The next steps would be to consider what strategies for cross-validation would be most appropriate for the model we are building, what hyperparameter tuning process would produce the best performance, and some more complex algorithms that might outperform the models we've built here.
## Resources
There are lots of great (and free) introductory resources for machine learning:
- [Machine Learning University] (Python)
- [MLU Explain]
- [Machine Learning for Beginners] (Python/R)

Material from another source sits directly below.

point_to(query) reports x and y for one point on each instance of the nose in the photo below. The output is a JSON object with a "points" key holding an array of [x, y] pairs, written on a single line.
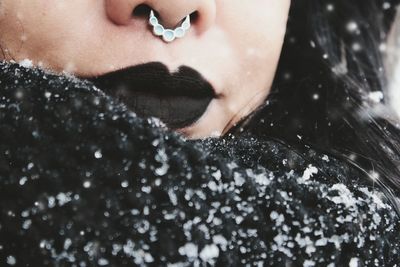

For a guided video course, Data Talks Club's Machine Learning Zoomcamp (available on [GitHub][ML Zoomcamp GitHub] and [YouTube][ML Zoomcamp YouTube]) is well-paced and well-presented, covering a variety of machine learning methods and even covering some of the aspects that introductory course often skip over, like deployment and data engineering principles. However, while the ML Zoomcamp course is intended as an introduction to machine learning, it does assume a certain level of familiarity with programming (the course uses Python) and software engineering. The appendix section of the course is definitely helpful for bridging some of the gaps in the course, but it is still worth being aware of the way the course is structured.
If you are keen to learn more about machine learning but are particularly focused on (or already have experience in) R, the ML Zoomcamp may not be the best fit. If you want to learn about machine learning in R, @kuhn2023 is a great place to start.
If you are looking for something that goes into greater detail about a wide range of machine learning methods, then there is no better resource than @james2013's An Introduction to Statistical Learning, which is available in [R][ISL R] and [Python][ISL Python] (and has an [online course][ISL Online]).
Finally, if you are particularly interested in learning the mathematics that underpins machine learning, I would highly recommend [Mathematics of Machine Learning], which is admittedly not free but is very, very good. If you want to learn about the mathematics of machine learning but are not comfortable enough tackling the Mathematics of ML book, the [StatQuest]) and [3Blue1Brown] YouTube channels are both really accessible and well-presented.